Check Engine Light is a little amber light on the dashboard. Depending on models, it can be just the word Check, Check Engine, or Service Engine Soon, or the icon of a small picture of the engine, or the combination of the icon and the word. By illuminating Check Engine Light, the vehicle computer notifies the driver there is something problem with your car. Instead of just taking your car to a mechanic, let’s see what you should do when Check Engine Light comes on.
What is Check Engine Light?
Check Engine Light is a part of the Onboard Diagnostic system. When the vehicle computer detects abnormality from one or more of various sensors. It tells you that by illuminating Check Engine Light. At the same time, the computer stores a trouble code(s), which gives you a rough idea of the problem and where to start diagnosing.
Trouble codes are sets of one alphabet and a four-digit number. The alphabet shows which system of the vehicle a problem exists, and the four-digit number shows the details of the problem. P-codes are responsible for Check Engine Light to come on. P stands for Powertrain, which is the category including engine, transmission, and associated drivetrain.
What to do when Check Engine Light comes on
Most of the cases, Check Engine Light doesn’t mean that you have to pull over and stop the engine and call a tow truck. But, you need to pay attention and have your car diagnosed as soon as possible.
Some cases, however, you need to take your car to a repair shop right away. When Check Engine Light is flashing, the engine is misfiring. You probably notice the engine shaking and losing its power.
If you don’t notice any performance change and it illuminated all of a sudden, it’s worth checking a gas cap. Sometimes, a loose gas cap can be the cause of check engine light. Some vehicles even have a separate indicator light for the purpose. Let’s say it was actually loose, and you tightened it. Check Engine Light doesn’t go off right away. It requires several drive cycles to clear the light.
Scan, get the code
Now, it’s the most critical part. Ever time you have Check Engine Light on, you should scan and retrieve the code which triggered Check Engine Light to come on so you can look up the detail of the problem from the internet or repair manuals.

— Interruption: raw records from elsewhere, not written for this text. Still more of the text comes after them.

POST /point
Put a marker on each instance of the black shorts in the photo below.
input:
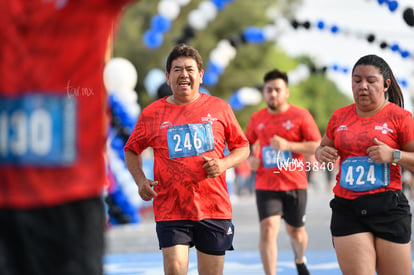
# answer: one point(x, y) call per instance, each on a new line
point(210, 236)
point(386, 215)
point(64, 240)
point(291, 205)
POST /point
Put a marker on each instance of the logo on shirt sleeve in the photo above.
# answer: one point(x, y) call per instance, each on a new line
point(208, 118)
point(288, 125)
point(384, 129)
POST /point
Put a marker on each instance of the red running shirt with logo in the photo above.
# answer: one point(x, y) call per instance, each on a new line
point(297, 125)
point(352, 135)
point(180, 135)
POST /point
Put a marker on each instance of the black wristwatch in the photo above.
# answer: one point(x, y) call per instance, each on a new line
point(396, 156)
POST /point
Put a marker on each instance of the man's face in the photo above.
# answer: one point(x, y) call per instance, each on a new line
point(275, 93)
point(184, 78)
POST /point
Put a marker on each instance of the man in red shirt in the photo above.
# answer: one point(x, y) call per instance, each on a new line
point(188, 132)
point(285, 133)
point(52, 134)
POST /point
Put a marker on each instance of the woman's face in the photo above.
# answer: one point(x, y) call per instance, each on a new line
point(368, 87)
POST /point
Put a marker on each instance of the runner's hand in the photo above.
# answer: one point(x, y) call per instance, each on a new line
point(146, 191)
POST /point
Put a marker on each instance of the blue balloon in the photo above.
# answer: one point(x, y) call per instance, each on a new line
point(334, 29)
point(395, 47)
point(392, 5)
point(235, 102)
point(220, 4)
point(320, 25)
point(210, 78)
point(153, 39)
point(160, 23)
point(405, 54)
point(254, 35)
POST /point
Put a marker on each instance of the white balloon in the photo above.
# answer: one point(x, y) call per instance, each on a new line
point(300, 73)
point(208, 9)
point(226, 48)
point(182, 2)
point(270, 32)
point(249, 96)
point(153, 81)
point(169, 9)
point(119, 75)
point(219, 57)
point(197, 20)
point(128, 96)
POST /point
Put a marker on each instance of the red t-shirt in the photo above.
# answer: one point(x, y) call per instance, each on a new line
point(52, 100)
point(352, 135)
point(281, 171)
point(179, 136)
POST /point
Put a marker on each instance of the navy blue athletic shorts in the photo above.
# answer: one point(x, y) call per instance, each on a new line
point(291, 205)
point(386, 215)
point(210, 236)
point(65, 240)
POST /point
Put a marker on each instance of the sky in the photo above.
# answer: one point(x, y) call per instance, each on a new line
point(359, 18)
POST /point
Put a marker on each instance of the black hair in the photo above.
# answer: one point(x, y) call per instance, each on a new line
point(186, 51)
point(394, 91)
point(276, 74)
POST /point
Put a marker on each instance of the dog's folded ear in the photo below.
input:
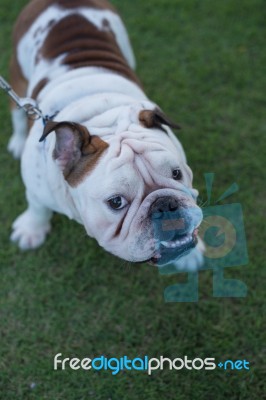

Some repair shop will scan the computer for free. You may want to stop by such repair shops and have a trouble code retrieve.
Scanning the computer and retrieve the codes are not a technical job. Anyone can do it. If you want to do it for yourself, you can have your own scan tool. A pocket-size code reader costs $20 to $50, and you can store it in the glove compartment. Some other favorite items are OBD adapters. They are just adapters to be plugged into an OBD port and connected to your smartphone wirelessly. Then, you navigate with smartphone’s app. These adapters cost $20 to $100.
Check Engine Light doesn’t mean that you have to pull over immediately and call a tow truck. But, you need to know what code triggered the light to come on. Even if you don’t know much about a car, it’s important to retrieve the code and take a memo of it so you can look up the details or ask someone else for advice. Whether you fix the problem or ask a mechanic to fix, it’s good to have your own scan tool always in a glove compartment.